— Ив, умоляю тебя, сядь на заднее сиденье. Тогда англичанин окажется рядом со мной, и мне будет спокойнее.
Ив ответил, что ему тоже так будет спокойнее. Машина тронулась с места. Ив сидел, словно начинка в бутерброде, между двумя дамами, одна из которых спрашивала другую:
— Как? Вы не читали «Топи»? Это уморительно... Да, да, Андре Жида.
— Мне эта книга не показалась забавной, теперь я припоминаю, что читала ее, но что в ней забавного?
— Мне лично она кажется уморительной...
— Да, но что все-таки в ней забавного?
— Фронтенак, объясните ей...
Он нахально ответил:
— Я не читал.
— Не читали «Топей»? — воскликнула изумленная дама.
— Да, не читал «Топей».
Он вспоминал, как спускался по лестнице три дня назад, мать, перегнувшуюся через перила. «Я увижу ее через две недели», — твердил он сам себе. Она никогда не узнает о том, какую ошибку он совершил, проезжая через Бордо и не обняв ее. Именно в эту минуту он осознал, насколько сильно любит ее, он не ощущал этого с такой силой с тех самых пор, как вышел из младшего школьного возраста, когда после каникул, в первый день школьных занятий, рыдал при мысли о том, что будет разлучен с ней ежедневно до самого вечера. А дамы поверх его головы переговаривались о ком-то, о ком он не имел ни малейшего представления.
— Он умолял меня достать ему приглашение к Мари-Констанс.

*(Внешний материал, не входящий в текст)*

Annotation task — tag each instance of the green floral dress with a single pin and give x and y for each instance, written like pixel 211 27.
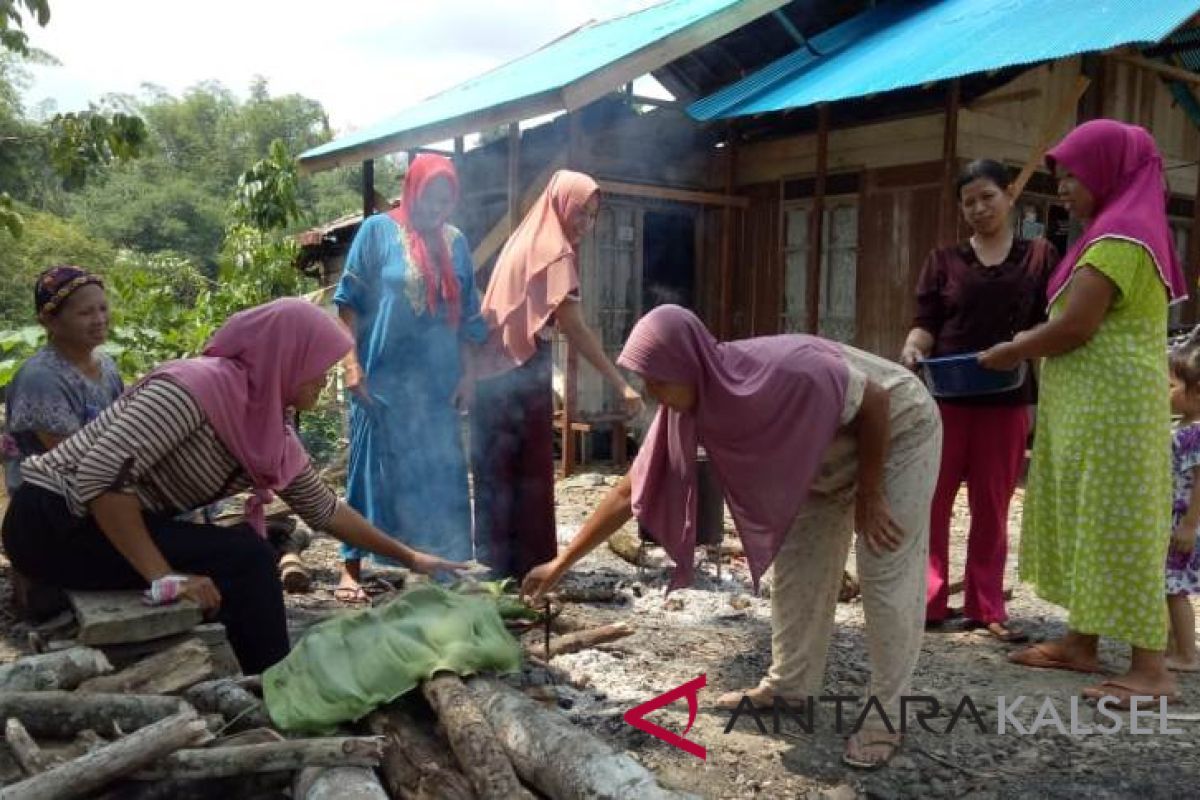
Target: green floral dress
pixel 1098 505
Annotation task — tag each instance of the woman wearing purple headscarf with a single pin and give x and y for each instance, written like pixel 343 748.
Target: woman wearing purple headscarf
pixel 811 441
pixel 1097 510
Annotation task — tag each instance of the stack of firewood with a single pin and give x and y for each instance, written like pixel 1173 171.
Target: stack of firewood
pixel 175 723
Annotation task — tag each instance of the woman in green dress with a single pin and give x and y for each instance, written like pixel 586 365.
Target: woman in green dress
pixel 1098 504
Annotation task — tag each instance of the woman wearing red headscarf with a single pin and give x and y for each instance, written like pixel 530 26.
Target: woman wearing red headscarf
pixel 408 296
pixel 534 288
pixel 1098 505
pixel 101 509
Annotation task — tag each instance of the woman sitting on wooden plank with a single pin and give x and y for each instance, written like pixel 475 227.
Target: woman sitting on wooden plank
pixel 97 511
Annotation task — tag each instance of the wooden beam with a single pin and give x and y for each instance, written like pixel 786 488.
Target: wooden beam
pixel 677 194
pixel 949 211
pixel 1050 127
pixel 1163 70
pixel 369 187
pixel 726 263
pixel 499 233
pixel 514 191
pixel 570 97
pixel 1000 98
pixel 816 223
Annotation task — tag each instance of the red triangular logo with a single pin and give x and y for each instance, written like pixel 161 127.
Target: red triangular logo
pixel 636 716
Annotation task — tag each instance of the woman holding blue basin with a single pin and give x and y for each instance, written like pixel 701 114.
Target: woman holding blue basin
pixel 971 296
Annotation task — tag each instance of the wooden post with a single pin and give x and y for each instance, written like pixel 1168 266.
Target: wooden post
pixel 367 187
pixel 1192 265
pixel 514 175
pixel 725 325
pixel 949 212
pixel 816 223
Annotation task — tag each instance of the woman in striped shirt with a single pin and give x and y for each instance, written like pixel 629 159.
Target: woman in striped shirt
pixel 100 510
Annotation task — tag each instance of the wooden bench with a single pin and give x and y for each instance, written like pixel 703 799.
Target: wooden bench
pixel 616 423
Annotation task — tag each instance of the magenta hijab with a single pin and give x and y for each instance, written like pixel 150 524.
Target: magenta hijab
pixel 766 411
pixel 249 374
pixel 1120 166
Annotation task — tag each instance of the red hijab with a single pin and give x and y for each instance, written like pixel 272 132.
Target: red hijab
pixel 1120 166
pixel 766 410
pixel 436 266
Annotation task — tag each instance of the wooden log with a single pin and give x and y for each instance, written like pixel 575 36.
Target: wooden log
pixel 27 752
pixel 231 701
pixel 415 764
pixel 556 757
pixel 60 669
pixel 588 638
pixel 472 740
pixel 337 783
pixel 61 715
pixel 165 673
pixel 119 617
pixel 270 757
pixel 111 762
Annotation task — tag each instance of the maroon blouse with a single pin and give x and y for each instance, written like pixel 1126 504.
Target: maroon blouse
pixel 970 307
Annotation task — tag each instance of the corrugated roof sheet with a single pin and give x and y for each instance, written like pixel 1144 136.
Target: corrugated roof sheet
pixel 537 82
pixel 903 44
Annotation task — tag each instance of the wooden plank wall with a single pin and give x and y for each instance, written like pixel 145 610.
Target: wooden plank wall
pixel 898 227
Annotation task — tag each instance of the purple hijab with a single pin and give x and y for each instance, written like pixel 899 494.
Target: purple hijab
pixel 1120 166
pixel 766 410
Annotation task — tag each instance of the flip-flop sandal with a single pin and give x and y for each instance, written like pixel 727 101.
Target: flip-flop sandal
pixel 1123 693
pixel 1035 656
pixel 352 596
pixel 868 767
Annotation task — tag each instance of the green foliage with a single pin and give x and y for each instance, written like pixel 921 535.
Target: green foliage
pixel 12 20
pixel 81 143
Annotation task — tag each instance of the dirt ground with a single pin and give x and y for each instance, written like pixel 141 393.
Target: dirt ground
pixel 721 630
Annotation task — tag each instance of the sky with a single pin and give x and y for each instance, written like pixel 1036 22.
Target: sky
pixel 363 59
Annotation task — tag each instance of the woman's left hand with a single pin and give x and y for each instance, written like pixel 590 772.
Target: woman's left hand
pixel 435 565
pixel 1002 356
pixel 874 522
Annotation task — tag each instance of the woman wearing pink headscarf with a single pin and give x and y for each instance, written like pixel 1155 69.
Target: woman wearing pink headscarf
pixel 811 441
pixel 1098 505
pixel 534 288
pixel 100 511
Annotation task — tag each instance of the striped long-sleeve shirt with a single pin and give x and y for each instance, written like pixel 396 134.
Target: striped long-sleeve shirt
pixel 157 444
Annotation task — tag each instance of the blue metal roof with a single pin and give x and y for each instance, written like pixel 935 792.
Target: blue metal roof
pixel 900 44
pixel 541 82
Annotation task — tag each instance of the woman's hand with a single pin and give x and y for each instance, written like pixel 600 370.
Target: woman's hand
pixel 539 581
pixel 911 355
pixel 633 401
pixel 357 382
pixel 202 591
pixel 874 522
pixel 429 564
pixel 1006 355
pixel 1183 537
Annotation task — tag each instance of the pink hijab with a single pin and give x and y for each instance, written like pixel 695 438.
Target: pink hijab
pixel 766 411
pixel 1120 166
pixel 537 269
pixel 249 374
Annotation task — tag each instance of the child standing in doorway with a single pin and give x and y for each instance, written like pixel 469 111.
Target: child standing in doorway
pixel 1183 559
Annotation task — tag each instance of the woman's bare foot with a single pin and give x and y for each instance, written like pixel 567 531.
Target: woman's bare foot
pixel 1057 654
pixel 870 750
pixel 1179 663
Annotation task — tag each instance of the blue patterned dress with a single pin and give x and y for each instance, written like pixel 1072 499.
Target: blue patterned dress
pixel 1183 569
pixel 48 394
pixel 407 468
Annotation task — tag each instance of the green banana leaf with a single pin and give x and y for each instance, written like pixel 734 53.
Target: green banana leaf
pixel 346 667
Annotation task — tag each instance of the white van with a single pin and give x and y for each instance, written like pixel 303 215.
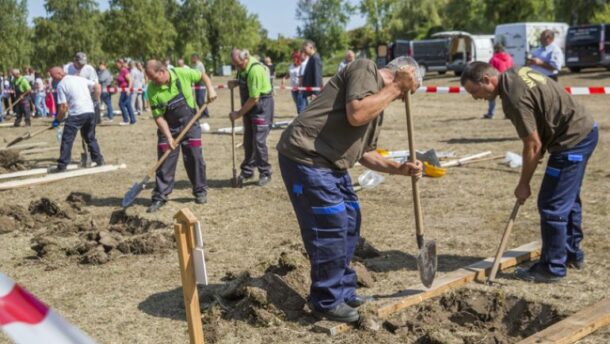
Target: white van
pixel 465 48
pixel 520 39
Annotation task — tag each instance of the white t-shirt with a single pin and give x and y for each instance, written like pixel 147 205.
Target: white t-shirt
pixel 87 72
pixel 76 91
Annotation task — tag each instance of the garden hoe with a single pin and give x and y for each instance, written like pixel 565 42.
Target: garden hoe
pixel 234 181
pixel 503 242
pixel 131 195
pixel 426 258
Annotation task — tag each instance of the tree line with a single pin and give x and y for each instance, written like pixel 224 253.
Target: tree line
pixel 142 29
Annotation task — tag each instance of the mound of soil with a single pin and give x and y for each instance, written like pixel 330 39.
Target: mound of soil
pixel 11 161
pixel 469 316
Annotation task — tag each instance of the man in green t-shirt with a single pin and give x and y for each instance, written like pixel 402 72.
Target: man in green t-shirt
pixel 22 90
pixel 547 118
pixel 172 103
pixel 339 128
pixel 256 109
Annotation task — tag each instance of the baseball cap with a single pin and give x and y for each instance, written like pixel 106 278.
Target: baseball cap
pixel 81 58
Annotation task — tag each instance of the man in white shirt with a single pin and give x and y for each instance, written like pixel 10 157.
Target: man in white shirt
pixel 548 58
pixel 74 95
pixel 80 68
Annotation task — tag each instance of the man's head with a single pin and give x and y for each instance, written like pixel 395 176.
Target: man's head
pixel 547 37
pixel 157 72
pixel 309 47
pixel 350 56
pixel 57 73
pixel 240 58
pixel 194 58
pixel 80 60
pixel 480 79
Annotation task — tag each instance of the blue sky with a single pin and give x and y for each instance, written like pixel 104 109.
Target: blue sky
pixel 277 16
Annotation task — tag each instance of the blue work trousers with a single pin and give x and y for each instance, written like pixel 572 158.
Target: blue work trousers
pixel 560 206
pixel 85 123
pixel 328 213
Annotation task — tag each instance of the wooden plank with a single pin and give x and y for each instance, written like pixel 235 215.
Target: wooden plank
pixel 184 238
pixel 575 326
pixel 418 293
pixel 32 172
pixel 59 176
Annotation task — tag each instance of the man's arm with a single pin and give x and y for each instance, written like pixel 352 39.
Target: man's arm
pixel 531 155
pixel 376 162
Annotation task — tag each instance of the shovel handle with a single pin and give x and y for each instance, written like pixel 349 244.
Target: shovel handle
pixel 419 221
pixel 188 127
pixel 503 242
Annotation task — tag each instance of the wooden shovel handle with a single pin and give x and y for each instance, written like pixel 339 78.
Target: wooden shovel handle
pixel 419 221
pixel 188 126
pixel 503 243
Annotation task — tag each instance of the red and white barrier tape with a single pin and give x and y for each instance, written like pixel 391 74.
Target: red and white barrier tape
pixel 577 91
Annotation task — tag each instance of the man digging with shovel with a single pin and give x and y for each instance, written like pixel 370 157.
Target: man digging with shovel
pixel 339 128
pixel 172 103
pixel 547 119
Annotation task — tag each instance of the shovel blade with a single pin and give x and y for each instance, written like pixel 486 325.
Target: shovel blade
pixel 131 195
pixel 427 263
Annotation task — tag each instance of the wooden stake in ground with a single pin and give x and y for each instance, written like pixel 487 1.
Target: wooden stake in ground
pixel 575 326
pixel 185 239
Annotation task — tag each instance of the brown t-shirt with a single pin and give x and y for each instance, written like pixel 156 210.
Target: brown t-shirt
pixel 534 102
pixel 321 136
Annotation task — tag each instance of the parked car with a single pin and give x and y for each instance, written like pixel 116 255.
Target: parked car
pixel 465 48
pixel 430 54
pixel 519 39
pixel 588 46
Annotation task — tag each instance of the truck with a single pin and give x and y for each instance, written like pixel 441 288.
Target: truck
pixel 520 39
pixel 465 48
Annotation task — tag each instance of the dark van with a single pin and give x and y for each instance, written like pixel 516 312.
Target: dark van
pixel 430 54
pixel 588 46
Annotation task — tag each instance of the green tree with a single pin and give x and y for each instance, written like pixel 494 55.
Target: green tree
pixel 324 22
pixel 70 26
pixel 15 44
pixel 138 29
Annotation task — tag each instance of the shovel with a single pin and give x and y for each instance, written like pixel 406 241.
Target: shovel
pixel 28 135
pixel 131 195
pixel 426 258
pixel 234 181
pixel 503 242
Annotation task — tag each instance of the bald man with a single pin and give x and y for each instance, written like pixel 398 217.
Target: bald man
pixel 74 95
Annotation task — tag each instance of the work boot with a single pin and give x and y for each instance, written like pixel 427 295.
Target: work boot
pixel 341 313
pixel 263 180
pixel 201 198
pixel 155 206
pixel 537 273
pixel 358 301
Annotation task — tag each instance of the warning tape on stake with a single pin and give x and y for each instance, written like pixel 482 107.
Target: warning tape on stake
pixel 577 91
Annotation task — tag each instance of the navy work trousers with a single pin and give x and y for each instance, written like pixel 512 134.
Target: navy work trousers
pixel 85 123
pixel 560 206
pixel 328 213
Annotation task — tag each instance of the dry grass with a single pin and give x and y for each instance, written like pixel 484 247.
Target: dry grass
pixel 135 299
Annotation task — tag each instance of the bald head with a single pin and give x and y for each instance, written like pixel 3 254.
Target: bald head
pixel 57 73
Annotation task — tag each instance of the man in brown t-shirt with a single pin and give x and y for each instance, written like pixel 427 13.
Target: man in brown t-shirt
pixel 339 128
pixel 547 119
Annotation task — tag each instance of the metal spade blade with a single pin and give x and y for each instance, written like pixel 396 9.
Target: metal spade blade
pixel 427 263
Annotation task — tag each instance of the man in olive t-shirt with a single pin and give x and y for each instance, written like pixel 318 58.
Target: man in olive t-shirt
pixel 547 119
pixel 339 128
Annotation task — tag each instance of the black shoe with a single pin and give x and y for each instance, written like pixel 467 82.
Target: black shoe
pixel 577 264
pixel 155 206
pixel 537 273
pixel 358 301
pixel 263 180
pixel 201 198
pixel 341 313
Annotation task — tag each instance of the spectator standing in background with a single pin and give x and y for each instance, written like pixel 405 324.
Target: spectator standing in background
pixel 501 61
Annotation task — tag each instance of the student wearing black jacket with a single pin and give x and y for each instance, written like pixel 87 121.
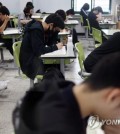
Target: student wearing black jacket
pixel 33 44
pixel 83 13
pixel 61 107
pixel 4 23
pixel 110 46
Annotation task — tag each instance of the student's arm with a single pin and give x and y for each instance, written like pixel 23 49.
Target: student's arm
pixel 3 26
pixel 24 21
pixel 37 40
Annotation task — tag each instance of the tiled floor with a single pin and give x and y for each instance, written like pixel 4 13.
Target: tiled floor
pixel 18 86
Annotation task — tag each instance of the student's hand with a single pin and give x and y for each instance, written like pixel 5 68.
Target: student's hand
pixel 59 45
pixel 111 129
pixel 7 18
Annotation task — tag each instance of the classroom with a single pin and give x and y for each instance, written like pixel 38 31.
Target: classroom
pixel 59 67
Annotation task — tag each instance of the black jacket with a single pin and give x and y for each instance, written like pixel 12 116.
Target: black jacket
pixel 53 112
pixel 33 45
pixel 112 45
pixel 85 16
pixel 93 22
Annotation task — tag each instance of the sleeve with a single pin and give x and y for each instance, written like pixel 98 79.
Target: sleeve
pixel 38 46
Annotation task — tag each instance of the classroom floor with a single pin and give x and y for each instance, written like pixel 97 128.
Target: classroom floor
pixel 18 86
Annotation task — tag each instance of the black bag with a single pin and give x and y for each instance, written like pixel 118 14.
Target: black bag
pixel 53 74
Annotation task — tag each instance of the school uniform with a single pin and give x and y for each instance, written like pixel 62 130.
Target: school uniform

Я ответила ему, что недостаточно хорошо с ней знакома. Он настаивал на том, чтобы я достала приглашение при посредничестве Розы де Кандаль. Я ответила, что не хотела бы получить отказ прямо в лицо. После этого, можете верить мне, моя дорогая, или не верить, но он разрыдался, говоря, что речь идет о его будущем, о его репутации, о его жизни; что, если его не увидят на этом балу, ему не останется ничего, кроме как исчезнуть. Я имела неосторожность заметить ему, что речь идет об очень закрытом доме. «Очень закрытом? — завопил он. — Дом, в котором принимают вас, называется очень закрытым?!»
— Вы знаете, дорогая, для него это и в самом деле трагично: он всем успел разболтать, что его тоже пригласили. Как-то раз, у Эрнесты, я отлично позабавилась: ради того, чтобы увидеть выражение его лица, спросила, в каком костюме он придет. «Работорговца», — ответил он. Какова наглость! Через три дня мы с Эрнестой сговорились и задали ему тот же самый вопрос, он ответил, что не уверен в том, что придет, якобы подобные вещи ему больше не интересны...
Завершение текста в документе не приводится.